Gene expression profile correlations analyses are based on probes and their expression values. Gene signature probes were treated as points in N- dimensional space based on their Euclidean distances based on gene expression profile, and each gene signature was treated as a sphere. First, a quality control process was executed. For each sphere, outliers were discarded. We then examined pairs of spheres, and those that were too close to each other were combined. Check process for outliers of the combined sphere would be restarted after the combination. All signatures examined in our study were placed in an N-dimensional space based on microarray expression profile values of features, with a point representing a single probe. In this N-dimensional space, if the difference between the distance between a point and the center of the space and the average distance from all points to the center is larger than twice the standard deviation, the point is considered an outlier.

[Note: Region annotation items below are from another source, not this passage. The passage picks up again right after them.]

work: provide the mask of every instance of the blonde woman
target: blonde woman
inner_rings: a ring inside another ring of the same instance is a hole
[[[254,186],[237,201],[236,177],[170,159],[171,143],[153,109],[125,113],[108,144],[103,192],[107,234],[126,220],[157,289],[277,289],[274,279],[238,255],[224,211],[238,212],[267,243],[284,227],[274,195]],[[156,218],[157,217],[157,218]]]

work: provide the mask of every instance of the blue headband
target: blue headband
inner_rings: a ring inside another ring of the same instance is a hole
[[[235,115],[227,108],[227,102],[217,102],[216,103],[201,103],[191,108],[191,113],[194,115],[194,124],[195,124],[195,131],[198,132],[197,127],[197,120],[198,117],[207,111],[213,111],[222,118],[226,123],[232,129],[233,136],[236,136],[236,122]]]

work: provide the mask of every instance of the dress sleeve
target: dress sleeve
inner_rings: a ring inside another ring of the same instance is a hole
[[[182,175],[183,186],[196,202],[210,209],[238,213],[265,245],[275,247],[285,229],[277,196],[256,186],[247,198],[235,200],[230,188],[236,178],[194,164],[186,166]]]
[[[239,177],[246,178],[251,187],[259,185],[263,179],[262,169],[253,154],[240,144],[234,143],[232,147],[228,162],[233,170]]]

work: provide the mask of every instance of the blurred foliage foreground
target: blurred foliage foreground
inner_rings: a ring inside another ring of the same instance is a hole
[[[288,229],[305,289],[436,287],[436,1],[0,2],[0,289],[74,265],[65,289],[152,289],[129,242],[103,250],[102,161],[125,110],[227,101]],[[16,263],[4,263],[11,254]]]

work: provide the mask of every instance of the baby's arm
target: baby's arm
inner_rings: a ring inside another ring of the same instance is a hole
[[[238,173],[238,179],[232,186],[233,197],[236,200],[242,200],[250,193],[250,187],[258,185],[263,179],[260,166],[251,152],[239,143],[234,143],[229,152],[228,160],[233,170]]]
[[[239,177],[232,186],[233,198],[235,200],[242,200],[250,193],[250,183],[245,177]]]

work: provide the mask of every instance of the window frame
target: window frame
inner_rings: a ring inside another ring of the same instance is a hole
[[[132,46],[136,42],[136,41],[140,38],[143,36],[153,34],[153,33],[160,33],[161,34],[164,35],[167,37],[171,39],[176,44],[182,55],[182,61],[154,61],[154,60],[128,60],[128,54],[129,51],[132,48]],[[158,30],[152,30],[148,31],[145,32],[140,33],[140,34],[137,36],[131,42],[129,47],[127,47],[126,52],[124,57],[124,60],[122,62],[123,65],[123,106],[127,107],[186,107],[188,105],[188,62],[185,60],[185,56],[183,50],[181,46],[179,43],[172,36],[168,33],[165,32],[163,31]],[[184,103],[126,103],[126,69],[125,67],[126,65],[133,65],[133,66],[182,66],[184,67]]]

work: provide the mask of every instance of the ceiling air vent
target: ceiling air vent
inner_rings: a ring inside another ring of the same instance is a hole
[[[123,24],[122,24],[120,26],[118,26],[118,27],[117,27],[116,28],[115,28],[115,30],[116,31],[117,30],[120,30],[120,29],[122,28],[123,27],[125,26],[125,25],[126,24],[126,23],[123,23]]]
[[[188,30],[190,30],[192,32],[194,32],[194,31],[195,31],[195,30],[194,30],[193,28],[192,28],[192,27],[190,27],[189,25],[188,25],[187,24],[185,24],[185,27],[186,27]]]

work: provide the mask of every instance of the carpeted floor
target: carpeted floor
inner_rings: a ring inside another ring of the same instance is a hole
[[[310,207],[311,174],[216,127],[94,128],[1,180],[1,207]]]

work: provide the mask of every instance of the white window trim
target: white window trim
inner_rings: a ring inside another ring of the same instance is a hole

Overlapping probes at expression level were calculated using the following rules. The center of a sphere was the geometric center for each point set. We first combined all points into a single set. For each point pi in the union set, its distances to central O1 and O2 are di1 and di2, respectively.
If r1+r2< O1O2 then no overlap was found. Otherwise, di1<=r1 and di2<=r2, and we would say that p1 is an overlapping probe. The radius was the maximal distance for a center of gravity to all points in a set. For a point p, if the distance between its Euclidean Distance and the average value for all Euclidean Distances in the gene signature is larger than 2 times of the standard deviations for all Euclidean distances, we call it an outlier. Two spheres are too close if O1O2< k (r1+r2), where we set k=0.05.